CGI didn't gain entrance into the equally macho world of entertainment until the late Stanley Kubrick remembered a documentary he'd seen at the Travel and Transportation exhibit at the New York's World Fair made by Graphic Films of California, which supplied NASA and the United States Air Force. Douglas Trumbull, one of those responsible for the training film, was hired by Kubrick as one of four special effects mavens on 2001: A Space Odyssey. Trumbull (who later became a partner in the Canadian-developed IMAX system) eventually worked on the next generation of special-effects flicks such as Close Encounters of the Third Kind, The Andromeda Strain, Bladerunner and Brainstorm. By then Atari had developed the game Pong and computer graphics pioneers began to seriously swap information--the first conference devoted to the subject took place in 1973--and Lucasfilms created REYES, the prototype for Renderman, which Pixar would later use to created Disney's Toy Story, the first fully CGI feature-length film. [Ed.'s note: The first CGI short, Hunger, was made by Peter Foldes for the NFB in 1973.]
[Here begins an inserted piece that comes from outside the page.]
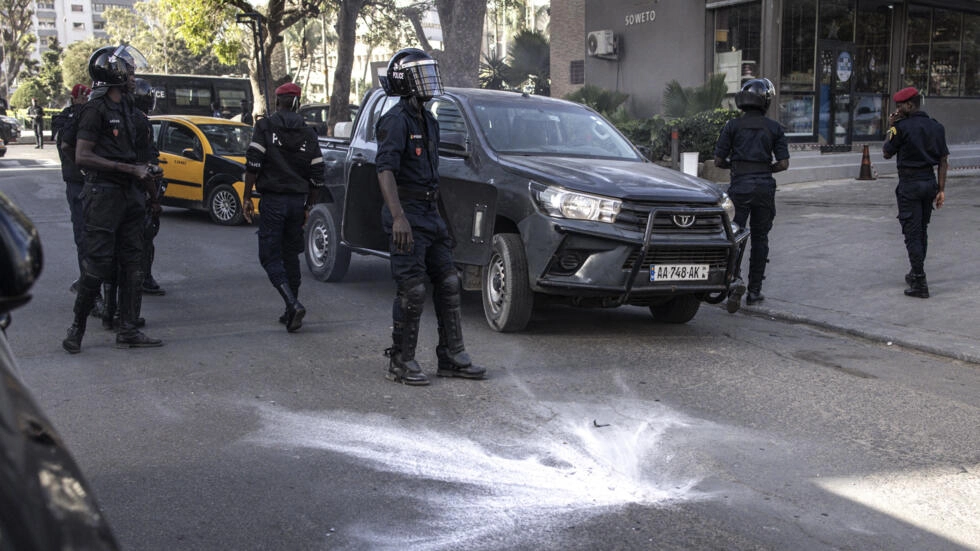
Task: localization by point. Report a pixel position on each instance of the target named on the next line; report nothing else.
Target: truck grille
(633, 216)
(717, 258)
"Go get `em, Dennis," called out Williams from one side of the stage as Dennis Turner (animation supervisor at ILM who worked on the special effects for The Mummy) talked about the old days--by which he meant 1988--when, as an animator, "you had to have a little broader range. You were creating a whole image. You were assembling a script. You were building a model and animating it. Now there are separate modellers and animators. You can't do both." James Straus (animation director for Santa Barbara studios) showed off some remarkable morphing work done for American Werewolf in Paris and finally Spaz himself ambled across the stage to the lectern like a young Neil Young ready to plug in the amp and crank it up to 11. But even before Williams started to speak, another character had come to dominate the morning, the morphing evil clown in Spawn, the movie Turner, Straus and Williams had all worked on.

Over and over again, the clip showed the grotesque clown body contorted into a great alien monster. After a while, I found I was getting hooked on the distorted mutation. It was like staring intently at a painting where the shapes refused to sit still. But, of course, you could sense why Straus, Turner and Williams were equally hooked on Spawn. It was tapping into the other history of film, the one that's rarely mentioned on Oscar night--the history of the technology's impact on what's seen in the film work itself. Ironically, as high-tech as CGI is, it represents moviemaking's break with technology, perhaps a long overdue break. More than any other 20th century art, filmmaking reflects what Lewis Munford called "the myth of the machine."

In Hollywood, the only thing sexier than sex are the toys, cowboy guns, Flash Gordon spaceships, nose-diving bombers, cannons, rockets, lasers, pointy bras and fast cars. However, CGI is morphing the machine out of existence. CGI is turning morphing itself into a new mythology. In the techno reconstruction of history, you go directly from Chuck Jones's cartooning--where, as historian Michael Barrier notes, Wile E. Coyote "converted the camera, and through it the audience, into an active participant in the cartoon"--to 2001: A Space Odyssey. In Terminator 2, the sexiest bit came when the audience wanted to have sex with the morphing man-of-mercury who had just paused long enough in his transmutations to become a woman. After Spawn, its the mutation not the mutant that gives us the kicks.